2. MODALITÀ DI EROGAZIONE

1. L'indennità di cui all'articolo 1 viene erogata dall'Istituto nazionale della previdenza sociale (INPS) a seguito di apposita domanda in carta libera, corredata da un certificato medico rilasciato dalla unità sanitaria locale competente per territorio, attestante la data di inizio della gravidanza e quella presunta del parto ovvero dell'aborto spontaneo o terapeutico.

2. In caso di adozione o di affidamento preadottivo, ai sensi della legge 4 maggio 1983, n. 184, l'indennità di maternità di cui all'articolo 1 spetta, sulla base di idonea documentazione, per tre mesi successivi all'effettivo ingresso del bambino nella famiglia a condizione che questo non abbia superato i sei anni di età.

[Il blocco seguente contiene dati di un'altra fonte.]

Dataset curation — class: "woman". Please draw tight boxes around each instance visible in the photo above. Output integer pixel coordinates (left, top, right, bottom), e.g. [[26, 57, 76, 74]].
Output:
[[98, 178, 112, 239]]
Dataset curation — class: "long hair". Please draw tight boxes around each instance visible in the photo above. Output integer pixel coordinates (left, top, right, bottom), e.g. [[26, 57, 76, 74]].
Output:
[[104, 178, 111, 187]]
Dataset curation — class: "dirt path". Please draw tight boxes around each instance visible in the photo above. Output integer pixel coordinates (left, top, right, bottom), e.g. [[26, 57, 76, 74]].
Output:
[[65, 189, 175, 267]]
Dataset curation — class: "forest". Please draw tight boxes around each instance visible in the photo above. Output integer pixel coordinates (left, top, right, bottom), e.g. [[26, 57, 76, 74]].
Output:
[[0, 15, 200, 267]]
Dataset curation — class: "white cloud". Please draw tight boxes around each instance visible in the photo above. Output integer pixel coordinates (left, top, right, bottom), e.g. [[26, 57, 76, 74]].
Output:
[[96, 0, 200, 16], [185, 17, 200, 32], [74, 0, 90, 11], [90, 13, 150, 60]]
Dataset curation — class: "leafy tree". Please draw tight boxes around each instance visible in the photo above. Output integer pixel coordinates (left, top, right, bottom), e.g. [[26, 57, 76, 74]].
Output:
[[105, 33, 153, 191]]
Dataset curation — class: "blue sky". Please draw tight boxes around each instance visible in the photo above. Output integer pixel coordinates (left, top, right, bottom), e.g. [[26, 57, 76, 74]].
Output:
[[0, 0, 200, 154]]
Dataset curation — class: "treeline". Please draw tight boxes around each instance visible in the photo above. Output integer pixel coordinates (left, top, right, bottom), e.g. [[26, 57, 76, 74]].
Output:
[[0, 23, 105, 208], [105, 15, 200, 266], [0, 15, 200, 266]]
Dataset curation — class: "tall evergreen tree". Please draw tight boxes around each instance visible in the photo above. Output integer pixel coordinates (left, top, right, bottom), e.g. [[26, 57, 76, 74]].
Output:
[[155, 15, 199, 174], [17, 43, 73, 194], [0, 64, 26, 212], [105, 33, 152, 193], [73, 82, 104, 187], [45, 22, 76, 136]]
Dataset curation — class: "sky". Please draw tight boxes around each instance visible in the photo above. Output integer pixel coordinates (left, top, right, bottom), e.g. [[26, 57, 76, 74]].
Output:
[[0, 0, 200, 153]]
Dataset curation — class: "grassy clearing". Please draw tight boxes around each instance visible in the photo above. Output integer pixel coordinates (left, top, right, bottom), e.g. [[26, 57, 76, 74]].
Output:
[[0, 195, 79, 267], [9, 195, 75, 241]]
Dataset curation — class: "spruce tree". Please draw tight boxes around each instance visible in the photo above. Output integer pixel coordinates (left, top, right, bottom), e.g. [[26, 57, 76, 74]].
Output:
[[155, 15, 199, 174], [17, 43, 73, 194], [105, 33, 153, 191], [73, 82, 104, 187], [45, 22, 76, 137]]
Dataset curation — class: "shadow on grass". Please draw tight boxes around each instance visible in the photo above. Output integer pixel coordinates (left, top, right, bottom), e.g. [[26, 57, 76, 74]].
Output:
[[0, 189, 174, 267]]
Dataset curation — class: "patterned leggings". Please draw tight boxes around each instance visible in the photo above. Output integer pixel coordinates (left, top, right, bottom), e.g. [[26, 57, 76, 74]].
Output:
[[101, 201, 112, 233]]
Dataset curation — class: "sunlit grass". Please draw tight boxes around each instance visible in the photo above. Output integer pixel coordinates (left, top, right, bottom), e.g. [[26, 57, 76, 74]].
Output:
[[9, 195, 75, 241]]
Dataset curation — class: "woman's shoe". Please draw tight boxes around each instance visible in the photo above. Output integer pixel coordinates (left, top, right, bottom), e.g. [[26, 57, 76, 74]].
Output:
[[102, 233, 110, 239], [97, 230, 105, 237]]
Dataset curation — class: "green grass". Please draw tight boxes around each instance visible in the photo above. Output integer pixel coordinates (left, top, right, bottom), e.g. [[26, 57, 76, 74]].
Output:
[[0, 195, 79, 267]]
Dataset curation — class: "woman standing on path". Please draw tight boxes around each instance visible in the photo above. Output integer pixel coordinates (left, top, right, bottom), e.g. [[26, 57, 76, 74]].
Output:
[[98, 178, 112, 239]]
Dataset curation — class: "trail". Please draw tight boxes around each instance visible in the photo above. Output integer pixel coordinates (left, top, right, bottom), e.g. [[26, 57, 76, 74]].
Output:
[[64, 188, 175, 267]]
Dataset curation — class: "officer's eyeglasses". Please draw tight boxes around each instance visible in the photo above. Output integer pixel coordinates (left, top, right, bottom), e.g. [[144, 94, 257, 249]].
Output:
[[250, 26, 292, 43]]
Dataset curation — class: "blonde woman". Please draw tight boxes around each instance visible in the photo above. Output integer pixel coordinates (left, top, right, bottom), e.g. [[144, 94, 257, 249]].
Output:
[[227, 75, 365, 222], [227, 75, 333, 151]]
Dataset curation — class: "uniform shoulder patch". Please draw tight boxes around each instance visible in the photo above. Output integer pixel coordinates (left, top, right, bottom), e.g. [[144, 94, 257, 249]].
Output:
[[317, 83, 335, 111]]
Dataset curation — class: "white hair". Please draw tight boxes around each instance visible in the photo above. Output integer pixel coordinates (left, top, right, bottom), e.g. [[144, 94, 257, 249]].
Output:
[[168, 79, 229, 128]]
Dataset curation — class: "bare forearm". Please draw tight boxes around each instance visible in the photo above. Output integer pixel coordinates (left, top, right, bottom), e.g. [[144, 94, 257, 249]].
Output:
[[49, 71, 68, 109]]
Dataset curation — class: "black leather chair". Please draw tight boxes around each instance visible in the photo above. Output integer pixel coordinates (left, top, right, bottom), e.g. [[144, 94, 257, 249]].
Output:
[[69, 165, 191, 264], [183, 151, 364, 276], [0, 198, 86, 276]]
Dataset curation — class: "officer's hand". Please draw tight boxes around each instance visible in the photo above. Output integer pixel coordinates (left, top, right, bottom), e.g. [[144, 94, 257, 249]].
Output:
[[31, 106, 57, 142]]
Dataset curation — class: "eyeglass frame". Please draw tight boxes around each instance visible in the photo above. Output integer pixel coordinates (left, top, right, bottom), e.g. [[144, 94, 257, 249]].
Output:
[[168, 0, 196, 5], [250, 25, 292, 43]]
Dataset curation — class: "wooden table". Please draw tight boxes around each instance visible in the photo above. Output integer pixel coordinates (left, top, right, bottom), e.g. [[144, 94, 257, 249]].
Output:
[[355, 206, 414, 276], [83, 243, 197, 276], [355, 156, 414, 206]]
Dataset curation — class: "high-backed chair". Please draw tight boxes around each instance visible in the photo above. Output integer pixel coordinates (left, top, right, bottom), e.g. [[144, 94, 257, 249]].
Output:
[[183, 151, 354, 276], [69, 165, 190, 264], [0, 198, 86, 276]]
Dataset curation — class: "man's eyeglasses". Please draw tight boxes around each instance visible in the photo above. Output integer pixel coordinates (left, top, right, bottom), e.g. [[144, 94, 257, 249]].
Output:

3. L'INPS provvede d'ufficio agli accertamenti amministrativi necessari.

 

3. LAVORATRICI COLTIVATRICI DIRETTE, COLONE E MEZZADRE

1. Alle lavoratrici coltivatrici dirette, colone e mezzadre è corrisposta, per i due mesi antecedenti la data presunta del parto e per i tre mesi successivi alla data effettiva del parto, una indennità giornaliera pari all'80% della retribuzione minima giornaliera per gli operai agricoli a tempo indeterminato, come prevista dall'articolo 14, settimo comma, del decreto – legge 22 dicembre 1981, n. 791, convertito in legge, con modificazioni, dalla legge 26 febbraio 1982, n. 54, in relazione all'anno precedente il parto.

 

4. LAVORATRICI AUTONOME, ARTIGIANE ED ESERCENTI ATTIVITÀ COMMERCIALI

1. Alle lavoratrici autonome, artigiane ed esercenti attività commerciali è corrisposta, per i due mesi antecedenti la data presunta del parto e per i tre mesi successivi alla data effettiva del parto, una indennità giornaliera pari all'80 per cento del salario minimo giornaliero stabilito dall'articolo 1 del decreto - legge 29 luglio 1981, n. 402, convertito in legge, con modificazioni, dalla legge 26 settembre 1981, n. 537, nella misura risultante, per la qualifica di impiegato, dalla tabella A e dai successivi decreti ministeriali di cui al secondo comma del medesimo articolo 1.

 

5. INDENNITÀ IN CASO DI ABORTO

1. In caso di aborto, spontaneo o terapeutico, verificatosi non prima del terzo mese di gravidanza, su certificazione medica rilasciata dall'unità sanitaria locale competente per territorio, è corrisposta una indennità giornaliera calcolata ai sensi degli articoli 3 e 4 per un periodo di trenta giorni.

 

6. COPERTURA DEGLI ONERI

1. Alla copertura degli oneri derivanti dall'applicazione della presente legge, si provvede con un contributo annuo di L. 18.000 per unità attiva iscritta all'assicurazione generale obbligatoria per l'invalidità, vecchiaia e superstiti per le gestioni dei coltivatori diretti, coloni e mezzadri, artigiani ed esercenti attività commerciali, a partire dal 10 gennaio 1988.

 

7. VARIAZIONI DEI CONTRIBUTI

1. Al fine di assicurare l'equilibrio delle singole gestioni previdenziali, il Ministro del lavoro e della previdenza sociale, di concerto con il Ministro del tesoro, sentito il consiglio di amministrazione dell'INPS, con proprio decreto stabilisce le variazioni dei contributi di cui all'articolo 6, comma 1, in misura percentuale uguale alle variazioni delle corrispettive indennità.

 

8. TRASFERIMENTO FONDI

1. I fondi di cui all'articolo 23 della legge 30 dicembre 1971, n. 1204, debbono essere versati all'INPS al momento dell'entrata in vigore della presente legge.

 

9. ABROGAZIONE DI DISPOSIZIONI

1. Dalla data di entrata in vigore della presente legge sono abrogate le disposizioni del titolo III della legge 30 dicembre 1971, n. 1204.